The CNCZone crowd are fond of saying that a properly designed stepper system never loses steps, so there are no advantages to servos. I’ve had one of the leading luminaries in stepper drive design say that you can clearly hear when a stepper motor has dropped steps. He’s a great stepper drive designer (he really is, his drives are awesome), but he is not a machinist. Heck, I’m lucky to hear myself think when a big machine gets to moving some chips big time, let alone hear whether some stepper briefly squealed a little bit differently. Imagine just losing 1 or 2 steps on every 2nd or 3rd part all day long. That’s how you get to be off 5 or 10 thou at the end of the day.
I’ve also had my servos fault often enough, and known why they faulted, to be completely confident that peeps are losing steps out there from time to time, whether or not they want to admit it. Get a gib acting too tight due to not enough lube or junk in the ways like my machinist friend mentions and that’s all it takes. The machine will overcome it in many cases rather than stalling, but you’ve already lost the step. So you’re off by the end of the day. Crap.
From steppers, he went on to the “Hobby Grade” DC servos with brushes and all. I’ll let him tell the story again:
I went to the DC servo stuff. Way better than stepper stuff. I can actually run at 100 IPM!! Well, this stuff zeros the same all the time. Closed loop is nice. BUT, the motors got hot after extended use. I had several motors smoke and fail. I took them apart and looked at the charred brushes, they looked OK. Maybe the brush hung up in the holder? I sent in the analog servo card for factory evaluation. No error codes etc. just a red led telling me of error. Servo guys say it is fine…. I still have to this day marginal electrical connectors on those cards. Molex pin type connectors. Not designed for high current use. They get brown from the heat. I’d junk the stuff in a heartbeat if it was not for the downtime and expense. Think of all the money spent on Tagamet.

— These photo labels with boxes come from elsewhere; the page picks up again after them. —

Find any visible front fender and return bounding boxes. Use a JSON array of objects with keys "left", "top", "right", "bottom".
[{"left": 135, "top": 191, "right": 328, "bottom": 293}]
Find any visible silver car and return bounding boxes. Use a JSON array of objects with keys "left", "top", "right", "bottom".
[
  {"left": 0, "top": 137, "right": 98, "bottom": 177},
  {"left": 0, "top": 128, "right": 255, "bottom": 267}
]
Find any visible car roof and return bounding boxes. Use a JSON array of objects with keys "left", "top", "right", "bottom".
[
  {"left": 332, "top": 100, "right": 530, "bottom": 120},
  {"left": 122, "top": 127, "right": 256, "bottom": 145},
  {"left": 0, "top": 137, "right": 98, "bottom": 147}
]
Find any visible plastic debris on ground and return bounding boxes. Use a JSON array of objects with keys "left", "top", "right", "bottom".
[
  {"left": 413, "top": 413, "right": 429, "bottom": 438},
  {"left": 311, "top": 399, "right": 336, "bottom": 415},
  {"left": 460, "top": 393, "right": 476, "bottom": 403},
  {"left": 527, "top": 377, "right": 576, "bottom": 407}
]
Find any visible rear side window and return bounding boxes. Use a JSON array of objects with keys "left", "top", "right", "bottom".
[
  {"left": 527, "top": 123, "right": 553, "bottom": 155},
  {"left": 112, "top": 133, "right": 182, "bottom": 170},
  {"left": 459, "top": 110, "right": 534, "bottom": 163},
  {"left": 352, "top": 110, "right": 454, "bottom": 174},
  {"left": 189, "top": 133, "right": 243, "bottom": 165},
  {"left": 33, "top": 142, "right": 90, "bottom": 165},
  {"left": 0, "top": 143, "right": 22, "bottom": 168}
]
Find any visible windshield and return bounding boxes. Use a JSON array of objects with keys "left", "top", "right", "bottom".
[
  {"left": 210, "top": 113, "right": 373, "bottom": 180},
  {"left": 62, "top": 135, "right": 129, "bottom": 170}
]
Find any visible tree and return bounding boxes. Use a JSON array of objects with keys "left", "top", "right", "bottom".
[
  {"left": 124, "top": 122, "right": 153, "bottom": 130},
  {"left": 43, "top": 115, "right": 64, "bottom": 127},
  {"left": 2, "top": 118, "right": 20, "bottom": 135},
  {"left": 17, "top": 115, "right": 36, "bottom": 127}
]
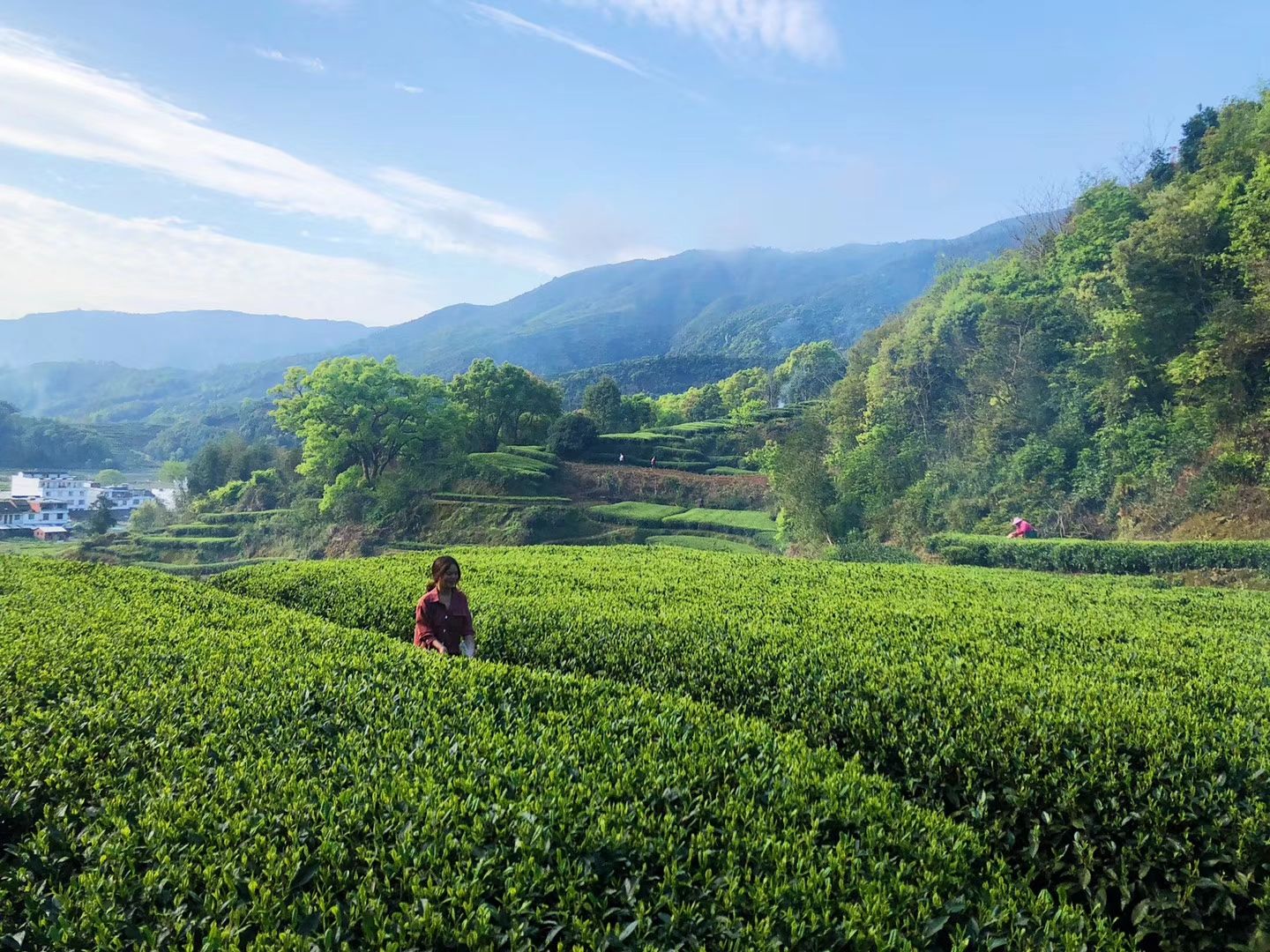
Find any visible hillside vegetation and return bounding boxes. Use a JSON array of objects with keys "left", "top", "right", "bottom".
[
  {"left": 791, "top": 94, "right": 1270, "bottom": 550},
  {"left": 216, "top": 547, "right": 1270, "bottom": 948},
  {"left": 0, "top": 557, "right": 1115, "bottom": 949}
]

I can imagine the Tagamet. Rushing to get a job done, behind the 8 ball, and the machine is not working right after it always had. It’s like having a car that breaks down right when you need it most. Drives you crazy.
The comments about type of connector and their reliability are spot on. When you think about it, these servos and steppers live in a pretty nasty environment. Metal chips are flying everywhere, and will short out a contact in an instant. The airwaves are rife with electrical noise from the VFD on the main spindle to the guy that fires up the welder at the other end of the shop. Coolant is pooling around these bad boys hour after hour, are we running a machine tool or a submarine? And there is no rest. Got to grind out the parts constantly. No time for preventative maintenance to speak of. Run it until it breaks and then fix it ASAP.
As my friend puts it, a lot of hobby systems are a cascade of “it will work” type thinking. Not the result of ” let’s build the best” type thinking. It really does make a difference.
Yaskawas have the mojo, they are the best, and that’s why so many machines use them.